3) Há um debate sobre como interpretar princípios versus regras e se princípios podem sobrepôr-se a regras.
1) O documento discute a função dos princípios na ordem jurídica constitucional e como eles se relacionam com as regras.
2) Os princípios ingressam nas constituições com um caráter de normatividade para contemplar valores sociais em uma configuração normativa aberta.
3) Há um debate sobre como interpretar princípios versus regras e se princípios podem sobrepôr-se a regras.
1) O documento discute a função dos princípios na ordem jurídica constitucional e como eles se relacionam com as regras.
2) Os princípios ingressam nas constituições com um caráter de normatividade para contemplar valores sociais em uma configuração normativa aberta.

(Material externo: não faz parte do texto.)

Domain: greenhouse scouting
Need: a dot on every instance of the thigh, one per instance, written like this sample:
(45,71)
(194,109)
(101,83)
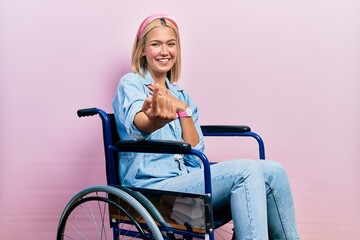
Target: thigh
(224,176)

3) Há um debate sobre como interpretar princípios versus regras e se princípios podem sobrepôr-se a regras.
1) O documento discute a função dos princípios na ordem jurídica constitucional e como eles se relacionam com as regras.
2) Os princípios ingressam nas constituições com um caráter de normatividade para contemplar valores sociais em uma configuração normativa aberta.
3) Há um debate sobre como interpretar princípios versus regras e se princípios podem sobrepôr-se a regras.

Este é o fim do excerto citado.